The optional arguments are:

-c <String(s)> Chromosome(s) on which Arrowhead will be run. The number/letter for the chromosome can be used with or without appending the "chr" string. Multiple chromosomes can be specified using commas (e.g. 1,chr2,X,chrY)
-m Size of the sliding window along the diagonal in which contact domains will be found. Must be an even number as (m/2) is used as the increment for the sliding window. (Default 2000)
-r resolution for which Arrowhead will be run. Generally, 5kB (5000) or 10kB (10000) resolution is used depending on the depth of sequencing in the HiC file(s).
-k <NONE/VC/VC_SQRT/KR> Normalizations (case sensitive) that can be selected. Generally, KR (Knight-Ruiz) balancing should be used when available.

Default settings of optional arguments:

Medium resolution maps:
-c (all chromosomes)
-m 2000
-r 10000
-k KR

High resolution maps:
-c (all chromosomes)
-m 2000
-r 5000
-k KR


###Arrowhead Examples

NOTE: Arrowhead will choose appropriate defaults for HiC files if no specifications are given

	arrowhead https://hicfiles.s3.amazonaws.com/hiseq/ch12-lx-b-lymphoblasts/in-situ/combined_30.hic contact_domains_list

This command will run Arrowhead on a mouse cell line HiC map (medium resolution) at resolution 10 kB and save all contact domains to the contact_domains_list file. These are the settings used to generate the official contact domain list on the ch12-lx-b-lymphoblast cell line.

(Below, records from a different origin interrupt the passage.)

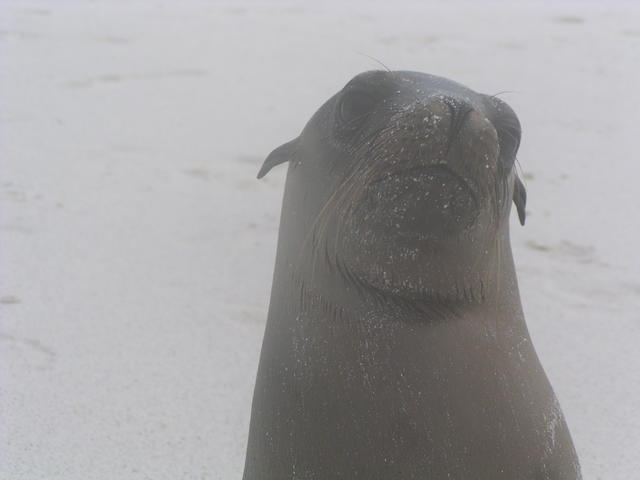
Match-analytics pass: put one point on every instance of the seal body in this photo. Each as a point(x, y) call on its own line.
point(396, 346)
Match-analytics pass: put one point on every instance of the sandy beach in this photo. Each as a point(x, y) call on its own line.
point(137, 246)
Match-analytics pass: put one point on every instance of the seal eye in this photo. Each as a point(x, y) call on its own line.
point(354, 107)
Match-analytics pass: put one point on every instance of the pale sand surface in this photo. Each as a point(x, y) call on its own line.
point(137, 248)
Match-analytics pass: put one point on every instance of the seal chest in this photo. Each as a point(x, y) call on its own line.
point(395, 345)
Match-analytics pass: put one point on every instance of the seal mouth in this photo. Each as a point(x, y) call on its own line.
point(435, 170)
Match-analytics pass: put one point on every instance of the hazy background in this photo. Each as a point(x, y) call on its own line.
point(137, 248)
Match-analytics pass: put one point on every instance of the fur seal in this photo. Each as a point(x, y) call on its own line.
point(395, 345)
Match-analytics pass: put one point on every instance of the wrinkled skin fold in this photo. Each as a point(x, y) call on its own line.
point(396, 346)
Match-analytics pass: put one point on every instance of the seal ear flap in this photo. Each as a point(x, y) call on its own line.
point(520, 198)
point(282, 154)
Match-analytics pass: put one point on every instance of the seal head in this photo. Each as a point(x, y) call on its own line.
point(395, 346)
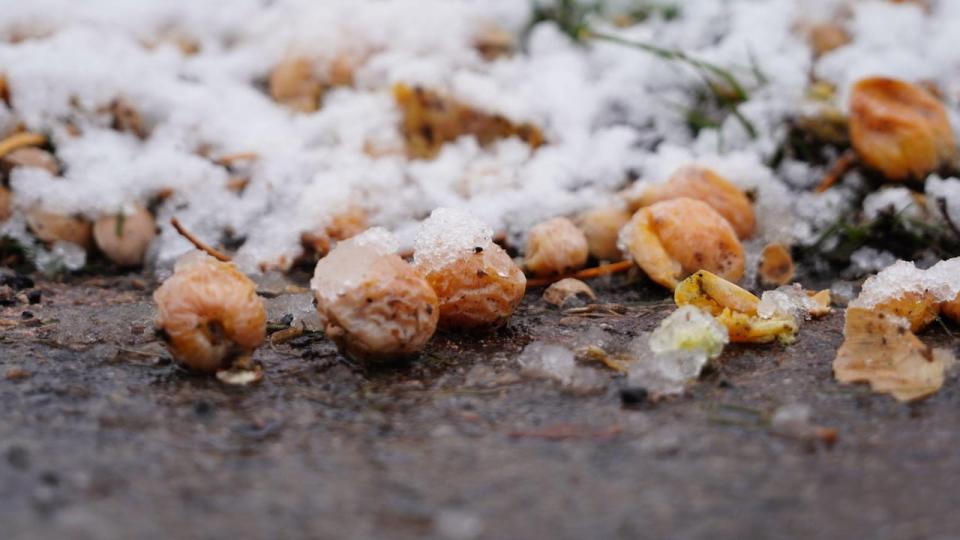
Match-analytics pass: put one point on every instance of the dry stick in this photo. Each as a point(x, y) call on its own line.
point(20, 140)
point(842, 166)
point(597, 271)
point(197, 242)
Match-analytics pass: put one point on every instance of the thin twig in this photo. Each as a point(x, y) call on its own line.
point(20, 140)
point(842, 166)
point(220, 256)
point(597, 271)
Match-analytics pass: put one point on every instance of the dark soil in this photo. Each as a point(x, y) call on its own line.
point(102, 437)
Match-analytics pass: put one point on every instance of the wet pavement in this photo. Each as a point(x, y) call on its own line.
point(102, 437)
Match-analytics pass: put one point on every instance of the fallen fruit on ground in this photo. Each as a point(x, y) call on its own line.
point(209, 314)
point(6, 199)
point(736, 309)
point(342, 225)
point(374, 305)
point(899, 129)
point(125, 236)
point(776, 265)
point(431, 120)
point(602, 228)
point(704, 185)
point(555, 247)
point(672, 239)
point(879, 349)
point(666, 360)
point(900, 290)
point(478, 285)
point(294, 83)
point(50, 227)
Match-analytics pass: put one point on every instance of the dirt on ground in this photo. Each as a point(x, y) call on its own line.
point(102, 437)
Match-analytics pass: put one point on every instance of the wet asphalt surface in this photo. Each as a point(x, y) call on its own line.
point(101, 437)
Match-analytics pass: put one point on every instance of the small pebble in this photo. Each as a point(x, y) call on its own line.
point(34, 296)
point(633, 396)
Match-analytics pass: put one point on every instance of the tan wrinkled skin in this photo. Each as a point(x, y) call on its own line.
point(343, 225)
point(50, 227)
point(391, 314)
point(555, 247)
point(672, 239)
point(899, 129)
point(703, 184)
point(479, 291)
point(294, 83)
point(952, 309)
point(137, 230)
point(602, 229)
point(209, 313)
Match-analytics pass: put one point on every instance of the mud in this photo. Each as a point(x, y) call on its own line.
point(102, 437)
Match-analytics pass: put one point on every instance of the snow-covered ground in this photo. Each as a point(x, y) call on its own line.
point(195, 72)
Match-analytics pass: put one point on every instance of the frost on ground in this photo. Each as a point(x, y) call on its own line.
point(195, 73)
point(676, 351)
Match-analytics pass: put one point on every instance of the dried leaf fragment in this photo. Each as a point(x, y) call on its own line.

	arrowhead https://hicfiles.s3.amazonaws.com/hiseq/gm12878/in-situ/combined_30.hic contact_domains_list

This command will run Arrowhead at resolution 5kB on the GM12878 HiC map (high resolution) and save all contact domains to the contact_domains_list file. These are the settings used to generate the official GM12878 contact domain list.


###HiCCUPS

hiccups [-m matrixSize] [-c chromosome(s)] [-r resolution(s)] [-k normalization (NONE/VC/VC_SQRT/KR)] [-f fdr] [-p peak width] [-i window] [-t thresholds] [-d centroid distances] <HiC file(s)>

The required arguments are:

<HiC file(s)>: Address of HiC file(s) which should end with ".hic". This is the file you will load into Juicebox. URLs or local addresses may be used. To sum multiple HiC Files together, use the '+' symbol between the addresses (no whitespace between addresses)

: Final list of all loops found by HiCCUPS. Can be visualized directly in Juicebox as a 2D annotation. By default, various values critical to the HICCUPS algorithm are saved as attributes for each loop found. These can be disabled using the suppress flag below.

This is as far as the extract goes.